Größere und bessere Straßen könnten zur Eindämmung des Klimawandels beitragen. Zu diesem Ergebnis kommt eine kürzlich erschienene Studie des EU-Straßenverbands. Die Studie erscheint im Anschluss an Vorwürfe seitens mehrerer Umweltorganisationen, die kritisiert hatten, dass Investitionen in neue Straßen in Widerspruch zu den nachhaltigen Entwicklungszielen der EU stünden.

“More investment in road infrastructure is needed to remove bottlenecks, avoid city centres and complete missing links which together cost billions every year in lost fuel and undoubtedly contribute to the transport sector’s environmental footprint,” said the European Union Road Federation (ERF), in a paper published on 10 April 2007. 

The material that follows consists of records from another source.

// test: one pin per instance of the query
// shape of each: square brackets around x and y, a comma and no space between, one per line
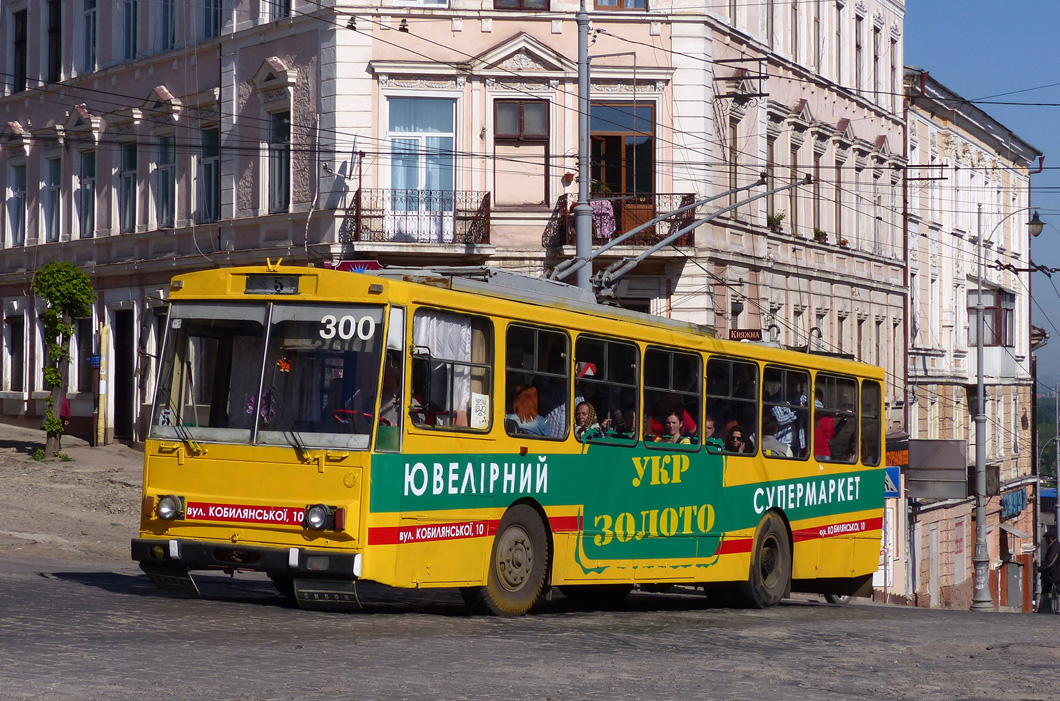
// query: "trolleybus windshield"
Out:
[311,381]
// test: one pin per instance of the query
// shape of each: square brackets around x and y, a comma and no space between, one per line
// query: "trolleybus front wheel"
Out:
[518,563]
[771,564]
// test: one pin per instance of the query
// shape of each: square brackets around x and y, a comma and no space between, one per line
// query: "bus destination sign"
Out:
[745,334]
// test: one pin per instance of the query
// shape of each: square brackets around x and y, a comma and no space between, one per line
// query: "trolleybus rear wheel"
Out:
[596,595]
[518,563]
[771,564]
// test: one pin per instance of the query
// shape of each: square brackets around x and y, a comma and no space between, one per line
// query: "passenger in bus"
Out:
[738,441]
[525,412]
[789,415]
[708,433]
[621,423]
[771,444]
[390,395]
[672,430]
[585,422]
[824,427]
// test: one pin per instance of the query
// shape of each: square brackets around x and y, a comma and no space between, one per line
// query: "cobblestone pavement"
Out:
[80,621]
[83,631]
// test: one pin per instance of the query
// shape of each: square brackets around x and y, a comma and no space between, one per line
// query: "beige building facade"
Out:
[969,195]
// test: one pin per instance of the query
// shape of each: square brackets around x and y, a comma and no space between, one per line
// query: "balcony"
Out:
[613,216]
[438,216]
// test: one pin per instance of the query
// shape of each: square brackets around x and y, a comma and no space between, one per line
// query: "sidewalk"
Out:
[85,508]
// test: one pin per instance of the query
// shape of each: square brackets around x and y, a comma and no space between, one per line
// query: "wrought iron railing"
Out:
[445,216]
[619,213]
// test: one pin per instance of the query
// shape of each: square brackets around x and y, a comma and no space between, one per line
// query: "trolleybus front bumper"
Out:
[171,557]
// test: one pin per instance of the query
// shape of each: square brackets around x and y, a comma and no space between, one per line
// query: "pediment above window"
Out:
[161,107]
[275,74]
[523,54]
[14,138]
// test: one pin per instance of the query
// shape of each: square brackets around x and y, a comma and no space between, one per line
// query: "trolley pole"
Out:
[583,211]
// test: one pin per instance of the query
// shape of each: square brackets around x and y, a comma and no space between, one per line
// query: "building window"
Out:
[209,180]
[88,55]
[50,198]
[520,4]
[999,318]
[621,4]
[16,205]
[838,42]
[771,19]
[211,19]
[520,144]
[622,147]
[817,47]
[279,9]
[166,180]
[165,28]
[54,73]
[838,200]
[793,193]
[876,66]
[734,164]
[86,195]
[859,51]
[816,192]
[84,340]
[422,171]
[279,162]
[16,347]
[894,76]
[21,54]
[129,25]
[126,204]
[771,177]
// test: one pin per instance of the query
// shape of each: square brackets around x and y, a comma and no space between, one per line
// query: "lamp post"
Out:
[981,558]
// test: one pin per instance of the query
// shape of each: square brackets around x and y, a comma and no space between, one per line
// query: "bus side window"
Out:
[835,418]
[870,420]
[785,397]
[605,381]
[731,406]
[672,396]
[452,371]
[536,382]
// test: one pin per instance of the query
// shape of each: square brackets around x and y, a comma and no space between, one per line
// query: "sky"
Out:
[1004,51]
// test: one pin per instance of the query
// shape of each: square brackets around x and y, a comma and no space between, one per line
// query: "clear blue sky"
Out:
[981,49]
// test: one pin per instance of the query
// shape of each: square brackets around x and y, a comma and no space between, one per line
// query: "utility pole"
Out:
[981,557]
[583,211]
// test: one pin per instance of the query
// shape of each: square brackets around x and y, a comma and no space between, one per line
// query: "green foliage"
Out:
[69,295]
[1046,432]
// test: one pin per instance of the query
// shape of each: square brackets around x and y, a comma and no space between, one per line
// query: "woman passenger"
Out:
[525,412]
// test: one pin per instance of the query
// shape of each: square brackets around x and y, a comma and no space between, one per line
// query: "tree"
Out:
[69,295]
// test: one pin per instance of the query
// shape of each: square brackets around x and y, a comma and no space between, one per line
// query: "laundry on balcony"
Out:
[603,217]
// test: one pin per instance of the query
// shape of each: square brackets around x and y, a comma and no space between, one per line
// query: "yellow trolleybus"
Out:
[481,430]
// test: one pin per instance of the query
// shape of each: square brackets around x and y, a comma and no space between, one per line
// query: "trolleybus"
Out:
[500,434]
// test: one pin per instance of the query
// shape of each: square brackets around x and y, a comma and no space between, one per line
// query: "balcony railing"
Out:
[619,213]
[441,216]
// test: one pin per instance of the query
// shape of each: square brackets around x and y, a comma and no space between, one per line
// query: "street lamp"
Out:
[981,558]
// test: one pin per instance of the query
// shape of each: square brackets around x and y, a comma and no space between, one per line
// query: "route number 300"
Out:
[347,327]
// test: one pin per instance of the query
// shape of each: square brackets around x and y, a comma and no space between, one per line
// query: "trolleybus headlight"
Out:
[318,517]
[170,507]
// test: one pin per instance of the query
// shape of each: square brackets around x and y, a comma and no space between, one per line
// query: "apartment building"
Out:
[173,136]
[969,196]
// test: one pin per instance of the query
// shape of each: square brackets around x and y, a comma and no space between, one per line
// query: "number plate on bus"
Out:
[271,284]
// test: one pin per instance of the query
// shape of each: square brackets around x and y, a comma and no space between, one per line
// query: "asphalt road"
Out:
[85,631]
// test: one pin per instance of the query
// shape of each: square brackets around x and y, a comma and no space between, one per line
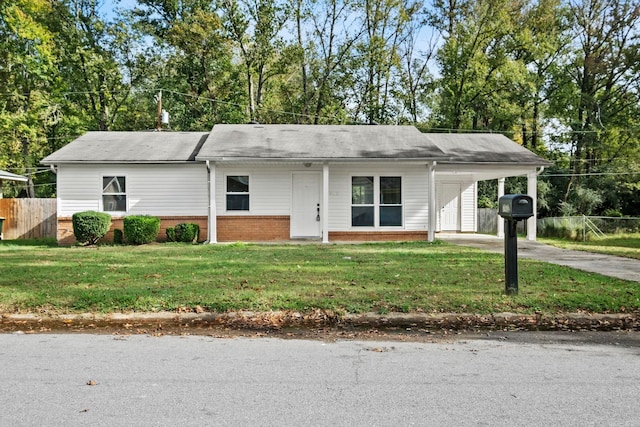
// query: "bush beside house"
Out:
[141,229]
[90,226]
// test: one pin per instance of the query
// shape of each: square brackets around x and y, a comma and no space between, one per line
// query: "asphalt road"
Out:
[514,379]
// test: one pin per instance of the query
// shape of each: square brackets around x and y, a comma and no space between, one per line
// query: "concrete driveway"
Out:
[608,265]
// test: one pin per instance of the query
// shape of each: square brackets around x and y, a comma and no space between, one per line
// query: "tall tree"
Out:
[27,47]
[599,102]
[476,68]
[254,26]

Citing a study undertaken by an independent Norwegian research organisation, the SINTEF Group, the ERF claims that infrastructure capacity increases are directly linked to decreases in polluting emissions from motor vehicles. 

Using a traffic micro-simulation, SINTEF researchers showed, for example, that upgrading narrow, winding roads with modern ones or adding a lane to a congested motorway can yield decreases of up to 38% in CO2 emissions, 67% in CO emissions and 75% in NOx emissions, without generating substantially more car trips. 

“Cases where road authorities and municipalities have deliberately restrained capacity to jugulate demand have been found to be environmentally counterproductive,” said the ERF. 

The study follows calls by green NGOs to curb the growth in road transport in favour of more sustainable transport systems, notably by spending larger chunks of EU money on rail and public transport, which emit three times less carbon dioxide than cars. 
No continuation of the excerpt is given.